An entity is required to be registered for GST if it satisfies the requirements of section 23-5 of A New Tax System (Goods and Services Tax) Act 1999 (GST Act). This section states:
You are required to be registered under this Act if:
(a) you are carrying on an enterprise; and
(b) your GST turnover meets the registration turnover threshold.
Carrying on an enterprise
The term 'enterprise' is defined in subsection 9-20(1) of the GST Act to include, amongst other things, an activity or series of activities done:
(a) in the form of a *business; or
(b) in the form of an adventure or concern in the nature of trade; or...
The courts have determined that the question of whether an activity constitutes a business or hobby depends upon an assessment of the relevant facts and involves matters of fact and degree. No one factor is decisive and many elements may have to be considered in combination and on what the 'large or general impression gained' is (Ferguson v. FC of T (1979) 79 ATC 4261 and Martin v. FC of T (1953) 90 CLR 470).

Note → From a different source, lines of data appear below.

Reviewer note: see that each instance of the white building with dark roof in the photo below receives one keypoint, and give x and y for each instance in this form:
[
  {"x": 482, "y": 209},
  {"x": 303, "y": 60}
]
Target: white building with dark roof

In determining whether you are carrying on an enterprise, we take into consideration factors which the courts have held to be relevant in determining whether an activity is an enterprise. These factors and indicators are mentioned in Taxation Ruling TR 97/11, and were considered in question 1 above. We consider you to be carrying on a business of land development for GST purposes.
GST turnover meets the registration turnover threshold
The second limb of section 23-5 of the GST Act provides that an entity is required to be registered for GST if its GST turnover meets the registration turnover threshold.
Section 188-10 of the GST Act provides that your GST turnover meets the registration turnover threshold if:
(a) your current GST turnover is at or above $75,000 and the Commissioner is not satisfied that your projected GST turnover is below $75,000; or
(b) your projected GST turnover is at or above $75,000.
Your current GST turnover is the sum of the values of all supplies made in a particular month plus the previous 11 months. Your projected GST turnover is the sum of the values of all supplies made in a particular month plus the next 11 months.
In calculating current GST turnover and projected GST turnover, the following supplies (amongst others) are not included in the calculation:
(a) Supplies that are input taxed (which includes financial supplies, residential rent and sale of residential premises that are not new residential premises).
(b) Supplies that are not for consideration.
(c) Supplies that are not made in connection with an enterprise that you carry on.
(d) Supplies that are not connected with Australia.
Section 9-40 of the GST Act provides that you must pay the GST payable on any taxable supply that you make. Section 9-5 provides that you make a taxable supply if you make the supply for consideration, in the course of furtherance of an enterprise that you carry on, the supply is connected with an indirect zone, and you are registered or required to be registered. Further, the supply is not a taxable supply to the extent that it is GST-free or input taxed.
As the supplies of the developed lots that will be made by you meet all the requirements of section 9-5 of the GST Act and are not GST-free or input taxed, the sales of the developed lots will be taxable supplies and subject to GST. Due to the size of the development and magnitude of sums involved, it is reasonable to expect your projected GST turnover will be at or above the threshold.
Therefore, you are considered to be carrying on a business of land development for GST purposes and the supply of subdivided lots are considered taxable supplies, and included in the measurement of turnover for GST registration requirements, meaning that you will need to register for GST purposes.